ITC Analysis for the Interaction of NcFADS with FMN and ATP: Isothermal titration calorimetry is the direct measure of the binding affinity of a protein with its ligand and also a tool for studying the thermodynamic properties of the biological molecules. In the present study ITC was used to measure the binding affinities of both the substrates FMN and MgATP²⁻ to NcFADS. Isothermograms obtained were hyperbolic. Isothermograms represent the binding of ligands as well the heat changes occurring during binding. A single binding site was observed for both the substrates. k_d values for FMN was 20.8 μM and for MgATP^-216.6 μM respectively (Fig. 4). The lower k_d value of MgATP⁻² compared to FMN is consistent with the MgATP⁻² being the first substrate as FADS follows an ordered bi-bi mechanism [18], it's possible that a better site of binding for FMN could be created after the binding of the nucleotide moiety.

Fig. 4.

Isothermal colorimetric profile of NcFADS: Upper panel represents the raw thermograms and the lower panel represents the binding isotherms with integrated heats for NcFADS titrations. Both the titrations were performed in 1xPBS (pH7.5). A. NcFADS (50 μM) in the cell binds to 1 mM ATP with 5 mM MgCl₂ present in the syringe. B. NcFADS (40 μM) in the cell interacts with 1.5 mM FMN present in the syringe.

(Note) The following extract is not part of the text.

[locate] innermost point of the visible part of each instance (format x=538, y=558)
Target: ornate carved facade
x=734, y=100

This is the first report of cloning, over-expression and purification of NcFADS in high yields due to the single step affinity purification method. Such high yields of the protein can be used for the structural studies to understand the molecular details of the enzyme that could reveal the reason for high turnover number and greater catalytic efficiency compared to other eukaryotic sources. N. crassa being filamentous-fungi with a saprophytic life style requires high amount of flavoproteins to metabolize the contents present in the organic environment and this organism is also known for the highest number of flavo-proteins. Most of the flavoenzymes in N. crassa plausibly contribute to multitude of biosynthetic pathways resulting in the secondary metabolites. The saprotrophic nature of the filamentous fungi requires the synthesis of oxidases and dehydrogenases to access organic matter in the environment. Members of this family are typically oxidases that are capable of performing a wide range of substrate (e.g., sugars and alcohols) oxidation reactions [31]. RFK isolated from N. crassa also showed high turnover number [32], both the enzymes (RFK and FADS) involved in the flavin biosynthesis pathway show an exceptional kinetic property that directly implies the necessity of the flavins in the cell. The high yield and turn over number of the FADS could be a therapeutic alternate for certain diseased conditions like the Fraxetin deficiency that could be resolved by improving the mitochondrial respiration supplementing with the FAD [36]. Based on the recent analysis of the FADS isoforms isolated from humans resulting as an emergency protein used for the patients suffering from the deficiencies caused by FADS [37]. Virtual screening protocols with respect to certain ligands interacting with FADS from prokaryotes (Corynebacterium ammoniagenes) resulted in therapeutic strategy, screening for antimicrobial resistant pathogens causing tuberculosis and pneumonia indicate the potentiality of FADS as drug target [38,39]. Therefore the recombinant NcFADS could provide an opportunity to go for the detailed structural analysis using X-ray crystallography or multi-dimensional NMR, also synthesis of the side-directed mutants at the active site can further help in understanding the kinetic and structural aspects of the enzyme.